Isolation and Introversion
Isolation and Introversion
“You were Practicing Social Distancing Before it became Fashionable.”
The above quote was given to me from a family member who, I am fully aware, meant it as a humorous jab. It’s typical tongue-in-cheek Bahr humor. But it got me thinking about my present state of isolation and who I am as a person on a few levels.
I’ve Always Been What You Could Call a “Loner.”
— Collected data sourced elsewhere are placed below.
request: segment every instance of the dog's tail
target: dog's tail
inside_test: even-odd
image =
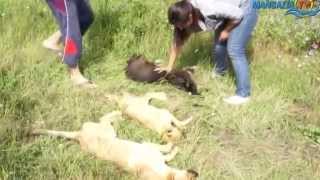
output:
[[[70,140],[77,140],[79,131],[54,131],[47,129],[35,129],[31,132],[32,135],[49,135],[54,137],[62,137]]]
[[[183,126],[186,126],[187,124],[189,124],[191,121],[192,121],[192,117],[189,117],[188,119],[186,120],[183,120],[183,121],[179,121],[177,119],[173,119],[173,122],[178,126],[178,127],[183,127]]]

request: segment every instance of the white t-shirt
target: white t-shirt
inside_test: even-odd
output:
[[[248,0],[189,0],[205,18],[205,22],[198,24],[203,31],[212,31],[222,23],[221,19],[241,19],[243,10],[241,5]]]

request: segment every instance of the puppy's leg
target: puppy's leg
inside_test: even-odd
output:
[[[174,147],[173,150],[169,153],[164,155],[164,159],[166,162],[171,161],[177,154],[178,154],[179,148],[178,147]]]
[[[63,137],[66,139],[77,139],[79,136],[79,131],[54,131],[54,130],[46,130],[46,129],[35,129],[31,132],[33,135],[49,135],[55,137]]]
[[[163,153],[169,153],[171,152],[172,148],[173,148],[173,144],[172,143],[168,143],[165,145],[161,145],[161,144],[154,144],[154,143],[143,143],[145,145],[148,145],[149,147],[152,147],[154,149],[159,150],[160,152]]]
[[[174,122],[174,124],[176,124],[178,127],[181,128],[181,127],[186,126],[187,124],[189,124],[192,121],[192,119],[193,119],[192,117],[189,117],[186,120],[179,121],[178,119],[173,118],[172,121]]]
[[[112,111],[110,113],[105,114],[100,118],[100,124],[102,125],[109,125],[119,120],[121,117],[121,111]]]

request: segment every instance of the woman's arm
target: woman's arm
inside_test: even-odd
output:
[[[176,62],[177,56],[180,54],[183,44],[178,45],[177,43],[173,42],[170,48],[170,55],[169,55],[169,64],[166,68],[167,72],[170,72]]]
[[[173,42],[170,48],[169,63],[165,68],[157,68],[156,71],[166,71],[169,73],[173,69],[176,59],[181,53],[184,43],[190,37],[190,34],[191,33],[187,32],[186,30],[179,30],[177,28],[174,29]]]
[[[186,30],[179,30],[177,28],[174,29],[173,43],[171,45],[169,64],[167,66],[167,70],[169,70],[168,72],[170,72],[174,67],[175,61],[181,53],[184,43],[189,37],[190,33],[188,33]]]

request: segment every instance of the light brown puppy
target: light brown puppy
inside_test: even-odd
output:
[[[86,122],[80,131],[35,130],[33,134],[45,134],[73,139],[81,149],[100,159],[116,163],[144,180],[193,180],[198,174],[193,170],[179,170],[166,164],[174,158],[177,149],[172,144],[159,145],[136,143],[119,139],[112,122],[120,112],[112,112],[100,119],[100,123]],[[166,155],[161,152],[167,153]]]
[[[139,121],[149,129],[157,131],[163,140],[167,142],[176,141],[181,136],[180,129],[190,123],[192,118],[179,121],[167,109],[157,108],[149,104],[151,99],[167,100],[163,92],[147,93],[139,97],[123,93],[122,97],[106,95],[107,98],[118,103],[121,111],[130,118]]]

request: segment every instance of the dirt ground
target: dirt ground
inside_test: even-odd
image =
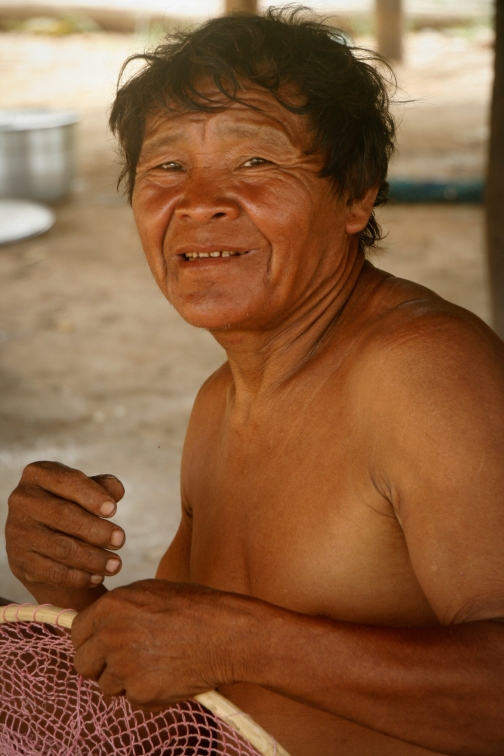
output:
[[[369,43],[369,40],[364,40]],[[178,468],[194,395],[224,359],[151,279],[131,212],[115,191],[106,110],[139,40],[0,34],[2,107],[79,111],[79,168],[54,228],[0,248],[0,521],[23,466],[55,459],[113,472],[126,496],[124,566],[109,586],[153,576],[177,526]],[[483,175],[492,46],[488,30],[423,31],[398,71],[400,176]],[[488,320],[477,206],[389,206],[381,267]],[[0,595],[29,598],[0,548]]]

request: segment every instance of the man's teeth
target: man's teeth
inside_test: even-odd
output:
[[[233,252],[230,249],[223,249],[219,252],[186,252],[186,260],[200,260],[202,257],[232,257],[233,255],[244,255],[245,252]]]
I remember hearing Paul Simon’s “I Am A Rock” (1966) with the line, “I have my books and my poetry to protect me.” I remember hearing that as a kid and thinking, “Wow, you can be protected by books and poetry?” For the record, I didn’t enjoy reading much until the Harry Potter books came out, and I found an interview in braille from Rolling Stone with John Lennon from 1970; Had my teachers known the gratuitous amount of profanity laced throughout the text, it would have been snatched away. Although I already knew those words by age 13 or so. But I digress, where was I? Oh, right, books and poetry to protect.
Once I started reading histories of music, and the Internet showed up, worlds opened to me. I found I would much rather read than watch movies or TV. Priscilla was the TV/movie person, not me. I would guess I’ve read over a hundred books this year alone, and I’m not sure how much that would or would not have changed had the pandemic not forced isolation to be the sensible thing to do. It also helps that I read at double or 2.5x speeds on audiobooks depending on the narrator and even faster if it is a book read to me by a computer. I’ve always been one for books, some poems, but mostly history and biography. See my other entry on that for more info.
Crowds frighten me. They always have. Unless I happen to be entertaining one. If I have the audience, then I could not be happier. That is for another entry though. I will do damn near anything for a laugh; I’ve always been a ham. I think, now that I write that last sentence, that a lot of comedians are perhaps the more lonely of the species. Performing takes a lot out of a person, but if the audience pays him/her back in kind (I.E. laughter) then it makes it worth it. But I wonder how many comedians, of any stripe, are truly fabulously social creatures.
I’ve Always Been Called “Antisocial.”
It’s a descriptor that’s hung around me for as long as I can remember. Social Media has had both good and bad holds on me as it has on all of us. But this last year, and as I was once again reminded regarding the “social distancing” quote used to start off this rambling discourse, I actually have counted myself extremely lucky to be able to isolate as I have. And for every action of reading a book or absorbing the beauty of Beethoven String Quartet Op. 130 (one of the strangest pieces of music ever set down in any era), there is an equal and opposite reaction of a person who cries out for conversation.
For every moment I laugh at an old Fred Allen radio show or a story by Jean Shepherd, there’s the man who wants to get in front of the crowd and do ridiculous impressions and tell stories of things that may, or may not, have happened in my life. To impart wisdom through laughter. But for all of those extroverted times, there are the “socially distanced” times. The days or weeks or maybe even months that I have to recharge to face the world again.
Returning to the quote at the top of the piece, I know it was meant in a sardonic fashion. Virtual communication can only go so far before someone needs a physical presence. Even if it’s a delivery person dropping off groceries and I say, “thank you very much” through a closed door and hear a, “you are very welcome to have a good day,” in return. Right now, I’ll take that distance and try to do my damndest to stay safe for my own personal space.